By saying this you've missed the point. Again.

I'm saying there will always be racists, bigots, misogynists, and other misguided people in all countries of all races, creeds and colors who choose to see things in that polarized way and use those divisional and ignorant words for people unlike themselves.

And I'm sure there are Singaporean and Malaysians who hold contempt for Westerners and in doing so, mislead themselves into lumping all White people as if they are some kind of collective unconscious, which couldn't be further from the truth, and those are the people who use those 'monkey' racist slurs against Caucasians.

But I'm not talking about those. And you seem to be confusing that with what I am talking about.

I'm talking about the everyday Singaporean or Malaysian for who the term "Ang Moh" effortlessly falls out of their mouths, on a regular basis, and regardless if a Westerner is within earshot or is the person they are speaking to.
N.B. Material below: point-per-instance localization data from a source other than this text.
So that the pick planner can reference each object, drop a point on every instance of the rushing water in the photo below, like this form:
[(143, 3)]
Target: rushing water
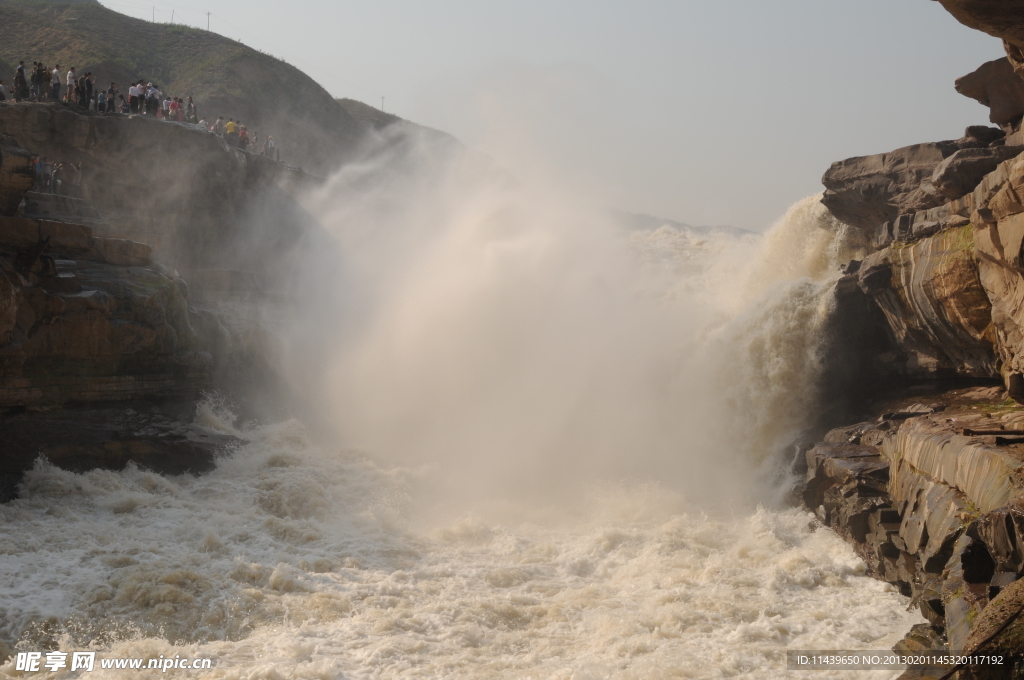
[(567, 467)]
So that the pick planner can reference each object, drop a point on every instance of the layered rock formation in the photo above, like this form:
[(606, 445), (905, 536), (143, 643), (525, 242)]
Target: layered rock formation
[(930, 490), (104, 347)]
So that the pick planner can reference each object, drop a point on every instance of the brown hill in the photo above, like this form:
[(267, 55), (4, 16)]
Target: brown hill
[(224, 77)]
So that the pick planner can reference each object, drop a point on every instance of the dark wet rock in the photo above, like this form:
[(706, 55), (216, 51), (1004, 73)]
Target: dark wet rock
[(868, 190), (995, 85), (947, 524), (162, 438), (935, 304), (16, 174), (961, 173)]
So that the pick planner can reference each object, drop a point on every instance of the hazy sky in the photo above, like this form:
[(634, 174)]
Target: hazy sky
[(721, 112)]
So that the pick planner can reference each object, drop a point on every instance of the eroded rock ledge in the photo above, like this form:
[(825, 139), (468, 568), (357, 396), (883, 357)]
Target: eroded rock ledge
[(931, 495), (104, 346)]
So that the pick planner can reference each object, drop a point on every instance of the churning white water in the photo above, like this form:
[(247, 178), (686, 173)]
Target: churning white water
[(559, 458)]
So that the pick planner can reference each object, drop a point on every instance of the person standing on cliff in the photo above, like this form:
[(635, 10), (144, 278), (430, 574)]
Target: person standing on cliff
[(20, 85), (55, 83), (80, 90), (133, 98)]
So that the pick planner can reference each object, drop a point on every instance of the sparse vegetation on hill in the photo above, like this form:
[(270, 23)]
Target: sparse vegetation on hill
[(224, 77)]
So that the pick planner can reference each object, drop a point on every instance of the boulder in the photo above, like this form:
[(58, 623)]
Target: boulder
[(996, 17), (17, 174), (866, 192), (961, 173), (96, 332), (935, 304), (995, 85), (123, 251)]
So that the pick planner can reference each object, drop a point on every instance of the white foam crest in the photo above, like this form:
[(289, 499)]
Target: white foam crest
[(576, 422)]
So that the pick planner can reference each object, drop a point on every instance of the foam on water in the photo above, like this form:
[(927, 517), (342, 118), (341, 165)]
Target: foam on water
[(290, 560), (573, 467)]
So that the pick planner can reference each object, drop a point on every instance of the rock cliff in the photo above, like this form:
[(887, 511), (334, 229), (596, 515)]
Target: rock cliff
[(104, 344), (930, 489)]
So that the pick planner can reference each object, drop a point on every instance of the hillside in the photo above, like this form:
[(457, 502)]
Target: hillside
[(224, 77)]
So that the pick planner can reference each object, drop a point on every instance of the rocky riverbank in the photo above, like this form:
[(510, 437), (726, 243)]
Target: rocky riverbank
[(122, 305), (929, 486)]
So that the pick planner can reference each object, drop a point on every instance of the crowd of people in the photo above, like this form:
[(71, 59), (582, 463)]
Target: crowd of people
[(60, 178), (40, 83)]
At its least it's a passive-aggressiveness levied against foreigners, at the most it's a blatant lack of regard for people not like themselves, with no consideration for the effect that ridiculous label has on them.

And it's a Chinese thing, as I don't hear this from other races. And I don't know f it's to the same, lesser, or greater level than it is in Hong Kong where instead of being called Red Haired Monkeys, Caucasians are called White Devils, and I don't know which of the two terms, to the Chinese mind, is more caustic.

But they both kinda suck if you're a Caucasian hearing it from coworkers, neighbors and the like.



sensei_ wrote:to me no big deal afterall, countries use all sorts of names to describe people who are foreign to them.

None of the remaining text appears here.